Finding the Optimal Dose Level – Geom Smooth

  • To visualize the trend in data, using geom_smooth:

ggplot(highbp, aes(x=dose, y=bp.drop)) + geom_smooth()  
  • The blue line indicates the mean and gray band indicates confidence intervals.

Finding the Optimal Dose Level – Combined Plot

  • Combine the scatter plot and smooth line in a single plot:

ggplot(highbp, aes(x=dose, y=bp.drop)) + geom_point(shape=1) + geom_smooth()  

Stepwise ggplot Approach

  • Create a stepwise plot where layers are added incrementally:

our.plot = ggplot(highbp, aes(x=dose, y=bp.drop))  
our.plot = our.plot + geom_point(shape=1)  
our.plot = our.plot + geom_smooth()  
your.plot  

Data Transformation

  • If variables x and y are already defined, a scatterplot can be generated:

ggplot(data=NULL, aes(x=x, y=y)) + geom_point()  

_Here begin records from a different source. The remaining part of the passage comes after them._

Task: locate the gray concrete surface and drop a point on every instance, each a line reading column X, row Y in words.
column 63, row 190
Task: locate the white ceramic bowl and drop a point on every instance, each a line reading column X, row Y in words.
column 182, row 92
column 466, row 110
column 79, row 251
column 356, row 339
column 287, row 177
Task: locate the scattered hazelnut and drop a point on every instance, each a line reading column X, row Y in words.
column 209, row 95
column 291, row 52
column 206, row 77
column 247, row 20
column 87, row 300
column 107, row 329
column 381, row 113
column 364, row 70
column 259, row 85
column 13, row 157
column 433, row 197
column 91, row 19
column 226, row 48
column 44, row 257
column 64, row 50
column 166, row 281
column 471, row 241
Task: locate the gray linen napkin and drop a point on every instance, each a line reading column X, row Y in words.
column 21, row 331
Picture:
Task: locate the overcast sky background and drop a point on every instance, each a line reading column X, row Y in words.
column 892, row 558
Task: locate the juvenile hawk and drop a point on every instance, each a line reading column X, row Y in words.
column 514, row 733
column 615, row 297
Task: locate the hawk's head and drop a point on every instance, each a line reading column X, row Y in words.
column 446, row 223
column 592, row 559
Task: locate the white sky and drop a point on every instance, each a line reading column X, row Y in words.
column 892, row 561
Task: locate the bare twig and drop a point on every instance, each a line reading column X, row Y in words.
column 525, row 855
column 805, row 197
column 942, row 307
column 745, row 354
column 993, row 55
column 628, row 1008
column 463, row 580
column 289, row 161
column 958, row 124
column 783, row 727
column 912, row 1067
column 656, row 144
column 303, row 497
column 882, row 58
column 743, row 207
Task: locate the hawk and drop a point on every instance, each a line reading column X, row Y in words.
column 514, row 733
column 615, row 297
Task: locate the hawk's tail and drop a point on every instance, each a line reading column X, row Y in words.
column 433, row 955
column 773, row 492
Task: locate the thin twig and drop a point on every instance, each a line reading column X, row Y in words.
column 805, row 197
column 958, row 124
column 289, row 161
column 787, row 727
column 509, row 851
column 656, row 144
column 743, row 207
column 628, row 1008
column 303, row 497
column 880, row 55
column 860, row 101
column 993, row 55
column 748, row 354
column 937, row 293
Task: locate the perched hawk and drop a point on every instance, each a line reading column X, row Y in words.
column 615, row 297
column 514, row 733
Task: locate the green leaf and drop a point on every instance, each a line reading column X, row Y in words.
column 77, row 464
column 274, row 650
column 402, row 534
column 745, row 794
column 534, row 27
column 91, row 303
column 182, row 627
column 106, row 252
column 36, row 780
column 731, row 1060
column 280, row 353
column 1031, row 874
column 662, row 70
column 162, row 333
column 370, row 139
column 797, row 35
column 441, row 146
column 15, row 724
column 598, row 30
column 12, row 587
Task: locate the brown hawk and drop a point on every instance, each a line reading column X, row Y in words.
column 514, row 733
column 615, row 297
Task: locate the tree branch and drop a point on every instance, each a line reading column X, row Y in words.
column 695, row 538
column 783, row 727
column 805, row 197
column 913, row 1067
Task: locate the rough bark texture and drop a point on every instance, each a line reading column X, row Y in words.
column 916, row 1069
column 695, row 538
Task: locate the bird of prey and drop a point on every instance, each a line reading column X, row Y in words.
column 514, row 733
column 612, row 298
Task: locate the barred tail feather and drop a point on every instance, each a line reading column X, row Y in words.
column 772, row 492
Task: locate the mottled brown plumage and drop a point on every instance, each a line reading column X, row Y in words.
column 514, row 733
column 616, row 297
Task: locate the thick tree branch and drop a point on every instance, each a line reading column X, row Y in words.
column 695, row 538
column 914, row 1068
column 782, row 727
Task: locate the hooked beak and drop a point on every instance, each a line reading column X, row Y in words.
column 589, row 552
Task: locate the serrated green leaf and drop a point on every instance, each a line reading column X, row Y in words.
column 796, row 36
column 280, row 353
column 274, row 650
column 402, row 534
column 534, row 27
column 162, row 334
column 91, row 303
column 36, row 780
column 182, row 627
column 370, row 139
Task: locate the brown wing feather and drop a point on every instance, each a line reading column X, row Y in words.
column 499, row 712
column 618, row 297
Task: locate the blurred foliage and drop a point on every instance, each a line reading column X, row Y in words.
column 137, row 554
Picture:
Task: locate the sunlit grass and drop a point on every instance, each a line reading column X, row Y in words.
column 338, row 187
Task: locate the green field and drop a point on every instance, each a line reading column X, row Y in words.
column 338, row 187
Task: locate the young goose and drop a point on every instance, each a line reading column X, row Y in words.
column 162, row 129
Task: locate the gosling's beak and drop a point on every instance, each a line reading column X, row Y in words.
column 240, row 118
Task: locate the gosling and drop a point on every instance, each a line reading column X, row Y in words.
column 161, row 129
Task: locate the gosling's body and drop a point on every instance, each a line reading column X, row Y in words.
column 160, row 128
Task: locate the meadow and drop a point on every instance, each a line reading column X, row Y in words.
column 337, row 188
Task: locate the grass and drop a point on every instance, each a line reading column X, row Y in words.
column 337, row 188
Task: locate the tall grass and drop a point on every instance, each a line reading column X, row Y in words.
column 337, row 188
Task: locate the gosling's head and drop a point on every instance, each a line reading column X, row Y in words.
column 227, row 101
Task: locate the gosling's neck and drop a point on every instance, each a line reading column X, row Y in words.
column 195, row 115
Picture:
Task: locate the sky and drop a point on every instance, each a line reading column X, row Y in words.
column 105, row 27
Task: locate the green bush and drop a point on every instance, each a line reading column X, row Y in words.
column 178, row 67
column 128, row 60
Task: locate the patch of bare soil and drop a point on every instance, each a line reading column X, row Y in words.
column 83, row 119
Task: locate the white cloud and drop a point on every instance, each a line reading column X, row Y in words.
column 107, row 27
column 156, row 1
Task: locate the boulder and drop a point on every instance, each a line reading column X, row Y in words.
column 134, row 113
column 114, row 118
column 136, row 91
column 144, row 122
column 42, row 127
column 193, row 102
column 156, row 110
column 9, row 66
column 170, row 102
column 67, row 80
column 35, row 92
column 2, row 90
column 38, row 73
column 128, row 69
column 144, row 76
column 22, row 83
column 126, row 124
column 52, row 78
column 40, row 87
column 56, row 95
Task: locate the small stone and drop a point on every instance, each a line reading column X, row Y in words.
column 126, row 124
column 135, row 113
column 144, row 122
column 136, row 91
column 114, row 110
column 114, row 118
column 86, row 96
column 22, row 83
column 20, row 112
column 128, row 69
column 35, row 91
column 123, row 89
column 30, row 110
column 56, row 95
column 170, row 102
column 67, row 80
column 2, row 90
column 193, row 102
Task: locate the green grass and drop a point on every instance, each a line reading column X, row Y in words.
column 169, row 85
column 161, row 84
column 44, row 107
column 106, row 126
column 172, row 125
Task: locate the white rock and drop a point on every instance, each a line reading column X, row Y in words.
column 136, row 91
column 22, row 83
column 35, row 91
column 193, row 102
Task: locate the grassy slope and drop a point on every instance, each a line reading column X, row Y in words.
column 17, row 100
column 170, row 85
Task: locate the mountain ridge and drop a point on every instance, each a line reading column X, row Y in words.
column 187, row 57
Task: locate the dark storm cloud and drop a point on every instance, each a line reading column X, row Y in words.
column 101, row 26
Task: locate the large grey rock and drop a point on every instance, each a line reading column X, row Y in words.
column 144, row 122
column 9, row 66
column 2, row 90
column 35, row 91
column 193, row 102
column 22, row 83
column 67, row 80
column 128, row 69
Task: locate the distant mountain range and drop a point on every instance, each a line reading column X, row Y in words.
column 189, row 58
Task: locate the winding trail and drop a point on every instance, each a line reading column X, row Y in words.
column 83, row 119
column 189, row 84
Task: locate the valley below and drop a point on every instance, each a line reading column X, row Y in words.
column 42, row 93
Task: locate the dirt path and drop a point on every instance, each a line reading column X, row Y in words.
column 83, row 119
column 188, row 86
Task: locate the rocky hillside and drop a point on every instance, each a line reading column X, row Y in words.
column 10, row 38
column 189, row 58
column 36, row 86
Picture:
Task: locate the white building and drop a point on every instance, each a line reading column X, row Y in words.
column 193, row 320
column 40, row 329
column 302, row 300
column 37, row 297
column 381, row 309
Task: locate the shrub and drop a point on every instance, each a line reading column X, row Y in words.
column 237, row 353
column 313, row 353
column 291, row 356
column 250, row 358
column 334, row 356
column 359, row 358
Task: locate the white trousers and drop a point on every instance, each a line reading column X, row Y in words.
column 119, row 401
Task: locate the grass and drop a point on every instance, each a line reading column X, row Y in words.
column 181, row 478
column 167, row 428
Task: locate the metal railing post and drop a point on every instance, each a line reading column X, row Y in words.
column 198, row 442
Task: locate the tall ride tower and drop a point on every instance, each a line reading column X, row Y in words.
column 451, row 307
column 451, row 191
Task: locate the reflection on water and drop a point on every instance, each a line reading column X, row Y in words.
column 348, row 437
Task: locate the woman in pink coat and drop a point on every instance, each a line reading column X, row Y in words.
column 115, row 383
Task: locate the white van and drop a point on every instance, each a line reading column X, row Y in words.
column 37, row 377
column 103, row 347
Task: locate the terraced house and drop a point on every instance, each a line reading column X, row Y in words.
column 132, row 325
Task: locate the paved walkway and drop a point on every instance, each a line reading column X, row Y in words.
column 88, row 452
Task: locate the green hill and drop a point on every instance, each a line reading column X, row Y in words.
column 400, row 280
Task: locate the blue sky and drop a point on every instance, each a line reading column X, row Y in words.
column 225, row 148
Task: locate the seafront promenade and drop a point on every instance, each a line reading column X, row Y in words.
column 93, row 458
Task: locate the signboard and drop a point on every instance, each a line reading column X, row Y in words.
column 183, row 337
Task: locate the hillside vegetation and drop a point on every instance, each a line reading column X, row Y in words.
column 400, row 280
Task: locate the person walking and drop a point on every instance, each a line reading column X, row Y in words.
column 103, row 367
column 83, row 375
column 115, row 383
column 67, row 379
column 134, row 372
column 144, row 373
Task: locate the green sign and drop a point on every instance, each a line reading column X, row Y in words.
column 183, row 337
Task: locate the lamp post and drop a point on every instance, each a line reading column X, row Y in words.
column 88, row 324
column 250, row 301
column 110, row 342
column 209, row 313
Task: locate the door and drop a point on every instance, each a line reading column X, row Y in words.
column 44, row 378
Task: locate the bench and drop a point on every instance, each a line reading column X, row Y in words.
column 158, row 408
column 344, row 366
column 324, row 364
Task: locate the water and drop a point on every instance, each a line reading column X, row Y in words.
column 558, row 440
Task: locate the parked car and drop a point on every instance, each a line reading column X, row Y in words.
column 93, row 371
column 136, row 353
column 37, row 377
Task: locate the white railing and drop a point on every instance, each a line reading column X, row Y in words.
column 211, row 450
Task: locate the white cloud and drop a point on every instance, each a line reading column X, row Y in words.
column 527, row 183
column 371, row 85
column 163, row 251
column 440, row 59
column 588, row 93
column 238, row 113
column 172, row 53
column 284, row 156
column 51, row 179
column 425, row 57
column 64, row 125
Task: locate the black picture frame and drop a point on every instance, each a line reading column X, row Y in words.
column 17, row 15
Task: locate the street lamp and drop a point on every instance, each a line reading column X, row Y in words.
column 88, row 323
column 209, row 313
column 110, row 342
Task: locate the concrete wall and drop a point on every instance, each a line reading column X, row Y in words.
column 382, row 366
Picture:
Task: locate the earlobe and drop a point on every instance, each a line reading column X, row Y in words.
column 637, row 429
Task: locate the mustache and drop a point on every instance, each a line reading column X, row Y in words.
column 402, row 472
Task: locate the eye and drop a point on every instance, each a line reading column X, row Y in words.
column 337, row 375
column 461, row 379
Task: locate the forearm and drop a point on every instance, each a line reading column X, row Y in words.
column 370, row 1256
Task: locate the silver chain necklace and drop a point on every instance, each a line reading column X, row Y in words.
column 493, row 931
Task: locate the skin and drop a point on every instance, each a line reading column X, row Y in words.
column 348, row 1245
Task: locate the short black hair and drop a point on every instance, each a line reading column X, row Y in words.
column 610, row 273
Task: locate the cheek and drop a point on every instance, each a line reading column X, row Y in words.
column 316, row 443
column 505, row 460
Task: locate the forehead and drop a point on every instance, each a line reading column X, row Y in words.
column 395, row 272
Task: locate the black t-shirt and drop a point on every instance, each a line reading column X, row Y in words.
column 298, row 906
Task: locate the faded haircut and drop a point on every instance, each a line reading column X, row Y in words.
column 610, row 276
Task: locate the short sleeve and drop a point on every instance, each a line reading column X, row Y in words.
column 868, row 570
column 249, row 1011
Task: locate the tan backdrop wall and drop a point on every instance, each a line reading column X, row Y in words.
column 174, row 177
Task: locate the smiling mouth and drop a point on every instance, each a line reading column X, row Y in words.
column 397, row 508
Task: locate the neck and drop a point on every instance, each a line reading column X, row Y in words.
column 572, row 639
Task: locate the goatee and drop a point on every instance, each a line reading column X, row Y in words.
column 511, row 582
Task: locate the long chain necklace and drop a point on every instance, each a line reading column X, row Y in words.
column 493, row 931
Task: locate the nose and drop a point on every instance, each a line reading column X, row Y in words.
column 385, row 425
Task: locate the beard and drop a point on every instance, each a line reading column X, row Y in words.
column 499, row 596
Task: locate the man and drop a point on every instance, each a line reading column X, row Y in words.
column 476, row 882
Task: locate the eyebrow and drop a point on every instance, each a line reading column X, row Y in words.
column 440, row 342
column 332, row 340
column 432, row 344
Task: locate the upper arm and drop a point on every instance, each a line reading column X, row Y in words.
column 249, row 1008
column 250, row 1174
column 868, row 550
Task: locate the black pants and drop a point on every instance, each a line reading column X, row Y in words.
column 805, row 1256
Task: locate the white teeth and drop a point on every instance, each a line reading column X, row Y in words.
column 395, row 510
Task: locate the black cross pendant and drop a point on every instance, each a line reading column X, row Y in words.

Data Transformation - Transparency

  • To improve visibility when dealing with numerous data points; make points transparent using alpha:

ggplot(NULL, aes(x=x, y=y)) + geom_point(alpha=0.2)  

Data Transformation - Square Root

  • Instead of plotting y versus x, plot sqrt(y) versus x:

ggplot(NULL, aes(x=x, y=sqrt(y))) + geom_point(alpha=0.2)  
  • The variance of y appears stabilized after transformation.

Genomic Data Visualization

  • A display of the ideogram of human chromosome 1:

library("ggbio")  
data("hg19IdeogramCyto", package = "biovizBase")  
plotIdeogram(hg19IdeogramCyto, subchr="chr1")  

Genomic Data: Editing Sites

  • Visualization of 500 RNA editing sites in the human genome:

library("GenomicRanges")  
data("darned_hg19_subset500", package = "biovizBase")  
autoplot(darned_hg19_subset500, layout="karyogram", aes(color=exReg, fill=exReg))  
  • This renders a karyogram layout displaying the editing sites mapped against the human chromosome data linked to exReg values.